We went shopping this morning, all of us, and every step was an ordeal.
'KEEP UP!' I would enunciate, in truculent tones, to each child that lagged behind.
And, 'Stop tripping me up!'
'For God's Sake, stop PUSHING!' was my Mantra.
And what made it worse was that the children sort of Put Up with me. You could see the resignation on their faces.
Mum's in One of her Moods, they seemed to Radar to each other. Which was Really Annoying.
However much I tried to be grown up and mature and Noble, I couldn't.

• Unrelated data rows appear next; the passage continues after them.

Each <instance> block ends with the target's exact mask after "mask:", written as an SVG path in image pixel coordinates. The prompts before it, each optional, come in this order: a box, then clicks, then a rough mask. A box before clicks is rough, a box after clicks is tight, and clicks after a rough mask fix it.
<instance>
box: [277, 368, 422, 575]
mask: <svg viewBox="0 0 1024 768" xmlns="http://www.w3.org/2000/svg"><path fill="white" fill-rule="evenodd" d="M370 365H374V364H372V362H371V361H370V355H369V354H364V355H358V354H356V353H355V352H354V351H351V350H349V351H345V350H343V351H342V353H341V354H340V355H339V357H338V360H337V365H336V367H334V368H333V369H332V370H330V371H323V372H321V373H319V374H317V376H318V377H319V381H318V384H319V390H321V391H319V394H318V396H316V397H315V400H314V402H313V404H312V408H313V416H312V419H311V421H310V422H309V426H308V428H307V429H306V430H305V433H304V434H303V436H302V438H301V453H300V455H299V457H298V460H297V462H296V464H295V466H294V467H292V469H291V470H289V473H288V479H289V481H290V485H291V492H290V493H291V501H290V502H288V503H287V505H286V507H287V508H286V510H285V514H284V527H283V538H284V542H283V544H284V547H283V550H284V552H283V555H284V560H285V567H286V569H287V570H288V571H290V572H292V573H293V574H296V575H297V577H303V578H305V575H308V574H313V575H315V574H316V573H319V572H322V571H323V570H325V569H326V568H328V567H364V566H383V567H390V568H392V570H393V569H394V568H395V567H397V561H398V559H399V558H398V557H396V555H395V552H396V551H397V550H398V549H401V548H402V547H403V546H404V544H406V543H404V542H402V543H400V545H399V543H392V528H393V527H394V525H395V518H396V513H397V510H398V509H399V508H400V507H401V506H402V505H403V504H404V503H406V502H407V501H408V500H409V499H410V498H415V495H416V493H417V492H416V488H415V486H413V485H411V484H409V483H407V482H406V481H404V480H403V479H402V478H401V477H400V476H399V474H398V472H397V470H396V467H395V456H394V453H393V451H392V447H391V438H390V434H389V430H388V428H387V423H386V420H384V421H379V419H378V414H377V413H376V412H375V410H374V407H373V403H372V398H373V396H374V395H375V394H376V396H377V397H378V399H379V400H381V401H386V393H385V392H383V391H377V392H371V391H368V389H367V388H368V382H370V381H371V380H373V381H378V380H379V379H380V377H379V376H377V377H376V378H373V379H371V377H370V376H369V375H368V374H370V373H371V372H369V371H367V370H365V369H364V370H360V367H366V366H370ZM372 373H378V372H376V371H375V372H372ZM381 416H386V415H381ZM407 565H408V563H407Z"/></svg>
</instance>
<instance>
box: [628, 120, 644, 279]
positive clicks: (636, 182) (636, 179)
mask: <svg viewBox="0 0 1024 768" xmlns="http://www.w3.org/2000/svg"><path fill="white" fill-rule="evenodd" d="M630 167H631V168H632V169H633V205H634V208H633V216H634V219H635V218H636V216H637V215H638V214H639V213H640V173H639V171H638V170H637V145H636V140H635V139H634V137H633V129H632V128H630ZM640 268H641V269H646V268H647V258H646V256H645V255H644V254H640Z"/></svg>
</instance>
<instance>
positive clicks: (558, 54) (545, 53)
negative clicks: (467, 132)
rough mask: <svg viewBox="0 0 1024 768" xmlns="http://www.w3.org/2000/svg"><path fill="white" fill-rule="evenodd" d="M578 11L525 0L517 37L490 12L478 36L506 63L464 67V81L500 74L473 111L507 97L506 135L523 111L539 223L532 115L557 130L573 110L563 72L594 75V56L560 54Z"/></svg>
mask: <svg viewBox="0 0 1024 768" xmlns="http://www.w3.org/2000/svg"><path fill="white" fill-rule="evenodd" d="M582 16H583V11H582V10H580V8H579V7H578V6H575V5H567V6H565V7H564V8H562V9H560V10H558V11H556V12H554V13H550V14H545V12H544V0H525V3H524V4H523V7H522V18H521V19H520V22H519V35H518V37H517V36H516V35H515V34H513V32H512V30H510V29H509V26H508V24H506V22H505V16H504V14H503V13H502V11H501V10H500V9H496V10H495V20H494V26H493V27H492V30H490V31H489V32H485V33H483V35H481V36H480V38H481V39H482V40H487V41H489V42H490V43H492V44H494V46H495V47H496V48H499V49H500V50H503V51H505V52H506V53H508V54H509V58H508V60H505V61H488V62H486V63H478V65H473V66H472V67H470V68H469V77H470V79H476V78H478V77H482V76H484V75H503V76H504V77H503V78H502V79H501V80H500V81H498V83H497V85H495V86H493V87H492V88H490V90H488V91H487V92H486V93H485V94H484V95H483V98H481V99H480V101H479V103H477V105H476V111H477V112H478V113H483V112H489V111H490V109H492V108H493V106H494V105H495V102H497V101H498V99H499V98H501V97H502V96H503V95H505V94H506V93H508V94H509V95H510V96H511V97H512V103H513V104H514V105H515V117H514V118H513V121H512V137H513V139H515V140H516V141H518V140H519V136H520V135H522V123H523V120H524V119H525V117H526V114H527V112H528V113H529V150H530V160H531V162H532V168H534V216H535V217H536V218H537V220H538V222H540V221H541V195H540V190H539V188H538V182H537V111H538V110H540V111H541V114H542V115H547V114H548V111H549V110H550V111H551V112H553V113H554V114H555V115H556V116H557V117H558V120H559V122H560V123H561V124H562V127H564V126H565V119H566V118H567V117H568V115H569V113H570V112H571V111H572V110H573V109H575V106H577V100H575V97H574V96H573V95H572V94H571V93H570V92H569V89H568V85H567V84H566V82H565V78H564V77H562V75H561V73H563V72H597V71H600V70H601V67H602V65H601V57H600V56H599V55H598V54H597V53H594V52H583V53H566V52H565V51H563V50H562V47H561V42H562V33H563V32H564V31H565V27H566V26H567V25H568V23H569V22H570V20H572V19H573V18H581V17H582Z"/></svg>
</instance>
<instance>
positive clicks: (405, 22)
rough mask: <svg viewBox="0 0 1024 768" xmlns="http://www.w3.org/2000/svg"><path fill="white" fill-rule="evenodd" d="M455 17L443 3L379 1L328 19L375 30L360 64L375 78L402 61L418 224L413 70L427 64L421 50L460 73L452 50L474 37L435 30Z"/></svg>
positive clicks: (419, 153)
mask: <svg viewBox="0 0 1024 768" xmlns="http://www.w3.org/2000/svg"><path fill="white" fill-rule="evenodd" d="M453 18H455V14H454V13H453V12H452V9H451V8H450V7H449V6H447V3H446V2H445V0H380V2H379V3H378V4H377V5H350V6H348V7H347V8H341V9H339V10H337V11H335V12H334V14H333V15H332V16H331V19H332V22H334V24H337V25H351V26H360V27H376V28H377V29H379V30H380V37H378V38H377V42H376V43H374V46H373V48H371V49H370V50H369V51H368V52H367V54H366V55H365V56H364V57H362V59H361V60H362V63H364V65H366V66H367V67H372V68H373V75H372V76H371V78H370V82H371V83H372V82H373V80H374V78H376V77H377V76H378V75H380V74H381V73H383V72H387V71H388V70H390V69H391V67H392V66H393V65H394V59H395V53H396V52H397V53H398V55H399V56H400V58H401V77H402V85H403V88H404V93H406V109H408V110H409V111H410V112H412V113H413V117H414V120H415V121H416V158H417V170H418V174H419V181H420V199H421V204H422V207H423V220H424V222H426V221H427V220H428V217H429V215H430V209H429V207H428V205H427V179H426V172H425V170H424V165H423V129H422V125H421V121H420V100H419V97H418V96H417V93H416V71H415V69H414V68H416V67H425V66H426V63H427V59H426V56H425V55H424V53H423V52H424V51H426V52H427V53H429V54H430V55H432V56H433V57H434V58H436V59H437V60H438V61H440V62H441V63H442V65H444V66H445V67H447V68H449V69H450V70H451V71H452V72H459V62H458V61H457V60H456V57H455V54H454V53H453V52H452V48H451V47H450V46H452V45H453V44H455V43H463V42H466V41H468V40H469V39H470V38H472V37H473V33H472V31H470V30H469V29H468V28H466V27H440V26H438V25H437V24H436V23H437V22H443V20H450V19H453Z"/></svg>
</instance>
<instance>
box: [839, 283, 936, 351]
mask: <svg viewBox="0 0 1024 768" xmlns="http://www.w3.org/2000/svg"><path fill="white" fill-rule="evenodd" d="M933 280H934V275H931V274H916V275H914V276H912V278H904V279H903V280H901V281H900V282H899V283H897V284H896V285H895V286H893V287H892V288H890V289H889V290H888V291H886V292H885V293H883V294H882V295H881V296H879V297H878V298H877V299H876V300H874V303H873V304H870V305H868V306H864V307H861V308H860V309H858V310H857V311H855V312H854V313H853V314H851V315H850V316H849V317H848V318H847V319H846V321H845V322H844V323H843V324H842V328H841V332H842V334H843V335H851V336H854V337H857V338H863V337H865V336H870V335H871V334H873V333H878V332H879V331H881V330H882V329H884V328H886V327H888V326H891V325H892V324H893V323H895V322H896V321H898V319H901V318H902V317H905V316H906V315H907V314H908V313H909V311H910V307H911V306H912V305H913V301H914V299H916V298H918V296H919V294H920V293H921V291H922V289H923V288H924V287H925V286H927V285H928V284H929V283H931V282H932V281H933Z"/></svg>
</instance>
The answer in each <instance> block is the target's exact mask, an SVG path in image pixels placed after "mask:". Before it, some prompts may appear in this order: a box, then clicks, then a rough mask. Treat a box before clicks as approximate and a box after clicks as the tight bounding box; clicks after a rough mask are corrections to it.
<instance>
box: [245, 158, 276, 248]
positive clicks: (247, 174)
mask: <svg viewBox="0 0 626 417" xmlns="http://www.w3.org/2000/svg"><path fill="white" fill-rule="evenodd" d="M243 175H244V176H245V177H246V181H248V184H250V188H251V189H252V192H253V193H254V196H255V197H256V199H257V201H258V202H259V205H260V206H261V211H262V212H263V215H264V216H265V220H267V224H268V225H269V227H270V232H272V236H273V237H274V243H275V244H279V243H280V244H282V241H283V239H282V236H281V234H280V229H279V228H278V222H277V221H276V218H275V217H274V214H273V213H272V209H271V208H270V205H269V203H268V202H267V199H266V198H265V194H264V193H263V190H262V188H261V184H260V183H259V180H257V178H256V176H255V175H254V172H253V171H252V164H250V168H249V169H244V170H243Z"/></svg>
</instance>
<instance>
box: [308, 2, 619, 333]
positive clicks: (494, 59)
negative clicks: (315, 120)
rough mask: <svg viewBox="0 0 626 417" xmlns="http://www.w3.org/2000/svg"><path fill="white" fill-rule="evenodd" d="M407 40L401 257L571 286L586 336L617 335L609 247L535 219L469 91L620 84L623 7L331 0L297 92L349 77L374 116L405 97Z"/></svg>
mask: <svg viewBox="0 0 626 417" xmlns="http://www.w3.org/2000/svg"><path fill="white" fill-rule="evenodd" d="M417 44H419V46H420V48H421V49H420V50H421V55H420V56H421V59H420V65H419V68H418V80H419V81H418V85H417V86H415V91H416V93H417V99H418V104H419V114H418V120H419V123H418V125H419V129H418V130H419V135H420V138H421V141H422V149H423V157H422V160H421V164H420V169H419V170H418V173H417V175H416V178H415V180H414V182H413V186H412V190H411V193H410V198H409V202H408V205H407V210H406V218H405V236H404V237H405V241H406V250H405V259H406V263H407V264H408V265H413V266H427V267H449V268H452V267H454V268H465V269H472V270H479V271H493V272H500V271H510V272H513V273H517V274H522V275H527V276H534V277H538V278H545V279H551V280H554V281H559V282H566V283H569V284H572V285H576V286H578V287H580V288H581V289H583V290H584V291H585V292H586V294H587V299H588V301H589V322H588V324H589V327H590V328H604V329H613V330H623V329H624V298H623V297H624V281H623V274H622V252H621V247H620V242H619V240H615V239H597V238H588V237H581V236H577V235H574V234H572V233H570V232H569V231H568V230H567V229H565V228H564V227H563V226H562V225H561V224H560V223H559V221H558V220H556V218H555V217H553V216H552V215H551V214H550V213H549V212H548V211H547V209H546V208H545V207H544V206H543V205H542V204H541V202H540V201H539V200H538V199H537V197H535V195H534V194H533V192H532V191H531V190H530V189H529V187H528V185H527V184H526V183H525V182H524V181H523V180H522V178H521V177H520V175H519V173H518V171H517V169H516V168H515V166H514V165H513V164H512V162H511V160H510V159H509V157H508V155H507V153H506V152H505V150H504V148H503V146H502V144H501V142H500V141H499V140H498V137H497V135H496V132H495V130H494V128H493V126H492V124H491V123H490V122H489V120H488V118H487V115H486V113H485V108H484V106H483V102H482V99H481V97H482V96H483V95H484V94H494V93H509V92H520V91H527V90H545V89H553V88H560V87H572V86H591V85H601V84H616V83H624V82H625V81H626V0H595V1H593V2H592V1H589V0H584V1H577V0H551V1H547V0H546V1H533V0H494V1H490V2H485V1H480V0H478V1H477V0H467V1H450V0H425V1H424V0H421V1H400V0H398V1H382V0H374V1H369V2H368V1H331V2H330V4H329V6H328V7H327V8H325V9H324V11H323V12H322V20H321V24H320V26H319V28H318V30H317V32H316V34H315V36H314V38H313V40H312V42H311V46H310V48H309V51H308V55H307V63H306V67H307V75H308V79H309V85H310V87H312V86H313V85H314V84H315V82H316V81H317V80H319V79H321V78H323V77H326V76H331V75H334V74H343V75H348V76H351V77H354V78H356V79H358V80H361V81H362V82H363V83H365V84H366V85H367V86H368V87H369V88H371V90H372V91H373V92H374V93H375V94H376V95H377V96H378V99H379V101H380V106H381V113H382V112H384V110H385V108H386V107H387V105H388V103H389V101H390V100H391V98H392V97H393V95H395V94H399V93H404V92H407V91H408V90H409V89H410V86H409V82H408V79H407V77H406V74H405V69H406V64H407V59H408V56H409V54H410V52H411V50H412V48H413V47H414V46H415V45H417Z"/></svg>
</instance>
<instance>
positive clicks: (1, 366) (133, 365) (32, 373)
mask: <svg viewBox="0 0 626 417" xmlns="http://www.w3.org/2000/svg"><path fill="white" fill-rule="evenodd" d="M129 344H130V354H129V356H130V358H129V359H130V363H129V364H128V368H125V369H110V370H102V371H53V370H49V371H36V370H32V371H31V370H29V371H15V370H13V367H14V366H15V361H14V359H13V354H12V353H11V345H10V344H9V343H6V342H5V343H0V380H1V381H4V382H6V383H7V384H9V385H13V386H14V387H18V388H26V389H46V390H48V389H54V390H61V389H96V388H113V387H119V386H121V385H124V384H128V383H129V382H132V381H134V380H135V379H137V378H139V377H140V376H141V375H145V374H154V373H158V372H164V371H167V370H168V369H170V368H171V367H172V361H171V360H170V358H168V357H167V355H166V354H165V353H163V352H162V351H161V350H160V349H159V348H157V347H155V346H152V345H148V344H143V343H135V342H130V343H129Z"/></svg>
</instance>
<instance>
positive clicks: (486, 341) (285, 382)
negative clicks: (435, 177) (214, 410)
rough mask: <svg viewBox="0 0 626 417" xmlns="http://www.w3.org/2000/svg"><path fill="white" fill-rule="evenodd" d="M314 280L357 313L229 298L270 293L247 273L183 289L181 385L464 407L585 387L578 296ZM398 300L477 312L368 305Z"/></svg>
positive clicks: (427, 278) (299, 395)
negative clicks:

Husband was also on the Moody Wife Look Out.
'OK, darling?' he would offer, from time to time. A kind and sympathetic smile on his face. That I wanted to Punch. Hard.
I noticed another mother during one particularly stressful moment in large shop.
'Warren, IF YOU DON'T BELT UP YOU WON'T GET NO SWEETS EVER,' she shrilled.
'Golly,' I thought. 'Bit harsh on the little lad.' Turning a blind eye to my Curt Comments of five minutes previously, when had Hissed Hissily to children that 'if you don't be quiet I shall SHOUT SO LOUD YOUR EARS WILL FALL OFF.'
Double standards, I think.
So now we are home. I am blogging, having had a nice walk, alone, to gather my thoughts and reflect on what an Utter Cow I can be. Was perfectly nice during walk. Felt more and more generous and forgiving each step I took. But then there was no one with me to share the benefit. This is my problem, I have decided. I am frightfully nice when on my own. And stroppy cow when in company. Bit of a conundrum.
Am determined to be Nice Mother.
Will go into sitting room, where there is a lovely fire and Be With My Family.
I won't shout at anyone.
I won't be cross when someone jumps on my back and I can hear the bones breaking.
I won't be irritated that cushions, recently cleaned, are all over the floor.
I won't be annoyed that only me stokes up the fire.
I won't be cross that Husband keeps asking if I am Still Cross.
I will be Sweetness and Light. Hope and Joy. Kindness and comfort.
Until the next time.
Oh, to be the Perfect Mother.
Right. Off I go.
Wish me luck.
This mothering lark is tough on a girl, you know.